Gold mining
April 21, 2011 Leave a comment
I’ve just had a look (be it brief) at the recent report “Heading for the open road: Costs and benefits of transitions in scholarly communications“, commissioned by the Research Information Network (RIN), JISC, Research Libraries UK (RLUK), the Publishing Research Consortium (PRC) and the Wellcome Trust, with contributions from many other (including publishers).
Although I was very much looking forward to this report, I was a bit disappointed that “Gold” ended up being the model that came out on top. I haven’t read the full report, so I can’t actually attempt to poke holes in the analysis, and I will have to take a look at the numbers they present in more detail when I have time. I was a bit concerned about comments that were made about not undermining the publication system – isn’t this to some extent part of the whole point of open access? I thought we were unhappy with the current publication system? Maybe not?

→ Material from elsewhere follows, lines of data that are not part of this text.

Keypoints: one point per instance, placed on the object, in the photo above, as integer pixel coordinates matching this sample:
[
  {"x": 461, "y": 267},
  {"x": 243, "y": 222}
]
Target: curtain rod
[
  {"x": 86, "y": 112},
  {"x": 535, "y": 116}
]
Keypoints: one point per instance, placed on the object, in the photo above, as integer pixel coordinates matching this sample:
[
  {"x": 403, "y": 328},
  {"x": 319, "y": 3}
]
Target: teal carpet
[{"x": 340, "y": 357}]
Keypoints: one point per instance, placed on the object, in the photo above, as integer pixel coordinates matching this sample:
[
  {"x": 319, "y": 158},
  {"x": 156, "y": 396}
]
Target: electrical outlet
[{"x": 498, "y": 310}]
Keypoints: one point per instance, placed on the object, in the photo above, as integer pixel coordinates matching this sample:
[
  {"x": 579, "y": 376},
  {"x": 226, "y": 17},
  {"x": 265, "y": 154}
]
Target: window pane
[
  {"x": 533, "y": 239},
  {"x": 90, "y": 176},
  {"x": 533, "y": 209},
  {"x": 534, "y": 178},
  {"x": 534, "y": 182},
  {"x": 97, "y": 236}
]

It is fantastic that OA is gaining momentum, and publishers are realising the role they can play (and money they can make), but following the “gold” route will likely leave the scholarly communication system in the hands of for-profit publishers. Isn’t that why the system is currebtly not working for us, and libraries are struggling to pay the bills? Do we really want publishers to have all the power?
I still would like to see some additional modelling on possible outcomes, say :
- If some percentage (20%, 50%?) of libraries cancelled all subscriptions next week – what would happen to publishers, how would they change?
- If 50% of article were put into repositories next week – how would the scholarly communication system change?
- What would collapse of the system actually mean?
Perhaps these ideas (and the modelling) are unrealistic, but it would at least be interesting to actually model some potential outcomes. I am fairly confident we would find a way to continue distributing and sharing research outputs, even if publishers disappeared (and I am sure they wouldn’t, they would just have to figure out a new business model).